Initial jobless claims came out this morning and they were a big disappointment. There were 385,000 initial claims last week, 40,000 more than was expected and 28,000 more than the previous week. This throws a wrench in the argument that the labor market is improving.
More important numbers come out tomorrow, when the Labor Department announces March nonfarm payrolls and the widely quoted unemployment rate. In October 2009, the unemployment rate hit 10%, its highest level since the 1980s. Last month's figure was down to 7.7%. That's a significant improvement that might lead one to conclude that a lot more people are working.
That would be a wrong conclusion. Examine the data more carefully and you begin to realize that the improvement in the unemployment rate has little to do with job creation. It is more the result of a declining proportion of the population in the workforce.
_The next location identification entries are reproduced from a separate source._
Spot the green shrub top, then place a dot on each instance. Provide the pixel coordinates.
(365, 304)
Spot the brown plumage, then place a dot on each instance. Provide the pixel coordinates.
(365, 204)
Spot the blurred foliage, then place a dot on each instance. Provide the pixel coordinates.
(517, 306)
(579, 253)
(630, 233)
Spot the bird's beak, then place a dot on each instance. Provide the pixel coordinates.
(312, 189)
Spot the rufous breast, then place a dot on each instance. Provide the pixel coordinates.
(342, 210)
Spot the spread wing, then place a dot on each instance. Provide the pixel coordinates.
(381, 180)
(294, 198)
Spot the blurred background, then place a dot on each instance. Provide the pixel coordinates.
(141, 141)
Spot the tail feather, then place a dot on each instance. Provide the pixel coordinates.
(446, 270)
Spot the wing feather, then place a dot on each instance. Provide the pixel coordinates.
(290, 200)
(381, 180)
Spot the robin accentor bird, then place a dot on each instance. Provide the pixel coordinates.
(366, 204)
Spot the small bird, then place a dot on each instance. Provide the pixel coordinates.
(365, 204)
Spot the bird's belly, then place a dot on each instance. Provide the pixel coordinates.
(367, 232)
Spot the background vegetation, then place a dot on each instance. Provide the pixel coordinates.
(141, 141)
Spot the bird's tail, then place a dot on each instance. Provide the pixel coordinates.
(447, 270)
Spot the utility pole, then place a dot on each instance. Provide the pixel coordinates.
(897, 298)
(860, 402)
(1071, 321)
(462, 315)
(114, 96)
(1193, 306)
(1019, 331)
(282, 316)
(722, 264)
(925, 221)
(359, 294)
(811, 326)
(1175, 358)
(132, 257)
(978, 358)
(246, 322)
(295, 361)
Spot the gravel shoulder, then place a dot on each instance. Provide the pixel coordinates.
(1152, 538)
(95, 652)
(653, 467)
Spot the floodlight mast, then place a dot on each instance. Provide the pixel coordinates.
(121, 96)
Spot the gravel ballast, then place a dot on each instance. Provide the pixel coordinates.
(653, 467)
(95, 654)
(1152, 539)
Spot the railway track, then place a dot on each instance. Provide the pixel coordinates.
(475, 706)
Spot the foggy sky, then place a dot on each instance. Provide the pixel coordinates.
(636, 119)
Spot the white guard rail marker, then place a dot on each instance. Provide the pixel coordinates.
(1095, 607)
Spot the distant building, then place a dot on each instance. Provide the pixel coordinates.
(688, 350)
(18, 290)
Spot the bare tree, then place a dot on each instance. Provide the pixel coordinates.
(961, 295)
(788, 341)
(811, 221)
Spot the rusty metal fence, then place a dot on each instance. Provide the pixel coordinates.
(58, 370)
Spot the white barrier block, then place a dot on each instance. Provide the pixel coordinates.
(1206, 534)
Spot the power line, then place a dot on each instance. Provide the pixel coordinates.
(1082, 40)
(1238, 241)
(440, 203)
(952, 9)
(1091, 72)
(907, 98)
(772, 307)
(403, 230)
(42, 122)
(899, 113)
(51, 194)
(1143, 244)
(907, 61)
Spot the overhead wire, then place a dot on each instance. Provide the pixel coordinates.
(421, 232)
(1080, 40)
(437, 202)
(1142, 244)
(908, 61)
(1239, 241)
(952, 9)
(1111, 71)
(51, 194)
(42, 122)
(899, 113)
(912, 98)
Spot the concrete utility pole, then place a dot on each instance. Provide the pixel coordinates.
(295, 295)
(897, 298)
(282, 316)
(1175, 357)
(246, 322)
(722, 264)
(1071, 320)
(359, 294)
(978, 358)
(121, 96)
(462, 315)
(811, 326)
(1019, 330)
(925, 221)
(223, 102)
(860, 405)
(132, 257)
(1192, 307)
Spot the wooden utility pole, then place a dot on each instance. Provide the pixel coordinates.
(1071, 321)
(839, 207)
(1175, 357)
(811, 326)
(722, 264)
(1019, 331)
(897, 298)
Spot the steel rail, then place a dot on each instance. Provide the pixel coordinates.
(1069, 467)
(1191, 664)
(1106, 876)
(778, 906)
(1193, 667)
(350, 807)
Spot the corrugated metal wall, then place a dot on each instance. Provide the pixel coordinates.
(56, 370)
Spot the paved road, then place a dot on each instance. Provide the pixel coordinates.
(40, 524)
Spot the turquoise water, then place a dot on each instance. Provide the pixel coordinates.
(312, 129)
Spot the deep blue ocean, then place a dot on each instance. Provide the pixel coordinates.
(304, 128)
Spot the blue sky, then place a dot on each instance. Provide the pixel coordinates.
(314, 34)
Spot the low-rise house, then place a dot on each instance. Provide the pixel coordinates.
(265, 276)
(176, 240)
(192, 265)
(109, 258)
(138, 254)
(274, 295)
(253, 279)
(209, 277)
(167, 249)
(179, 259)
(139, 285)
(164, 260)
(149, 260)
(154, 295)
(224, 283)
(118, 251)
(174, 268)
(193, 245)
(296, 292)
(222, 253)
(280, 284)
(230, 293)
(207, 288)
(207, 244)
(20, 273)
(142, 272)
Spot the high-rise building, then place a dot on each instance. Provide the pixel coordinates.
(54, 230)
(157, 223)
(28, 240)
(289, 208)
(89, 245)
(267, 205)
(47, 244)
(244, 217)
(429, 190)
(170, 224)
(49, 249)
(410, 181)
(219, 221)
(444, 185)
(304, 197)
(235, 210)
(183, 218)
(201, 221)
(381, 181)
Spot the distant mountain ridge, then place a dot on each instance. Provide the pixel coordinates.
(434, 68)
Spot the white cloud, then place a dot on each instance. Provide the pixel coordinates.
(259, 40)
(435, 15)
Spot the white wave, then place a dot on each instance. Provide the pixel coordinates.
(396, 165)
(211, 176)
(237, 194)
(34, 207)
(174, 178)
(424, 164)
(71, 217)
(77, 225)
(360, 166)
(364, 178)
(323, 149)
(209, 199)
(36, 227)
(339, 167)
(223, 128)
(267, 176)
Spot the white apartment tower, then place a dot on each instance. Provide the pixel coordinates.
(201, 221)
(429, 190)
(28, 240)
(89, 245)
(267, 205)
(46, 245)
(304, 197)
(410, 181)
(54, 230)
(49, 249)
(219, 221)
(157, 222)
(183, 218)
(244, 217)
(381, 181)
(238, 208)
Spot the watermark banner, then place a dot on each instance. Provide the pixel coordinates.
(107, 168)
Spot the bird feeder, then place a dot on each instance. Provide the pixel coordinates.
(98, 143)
The graph below shows why the U.S. employment market is still very sick. Since the Great Recession began in December 2007, the civilian non-institutional population (excluding children) has increased by 5%, but the labor force (i.e., those working or seeking work) has increased by just 1%. That's 5% more people, but only 1% more people willing to work. In other words, the participation rate (an indicator that Pollyannas prefer to ignore) has plummeted.
Click to enlarge image.
Each month when it is announced, the unemployment rate is considered big news. But don't get too excited about it. Only a small portion of the recent improvement is due to job creation. The bigger story is that proportionally fewer Americans are in the labor force.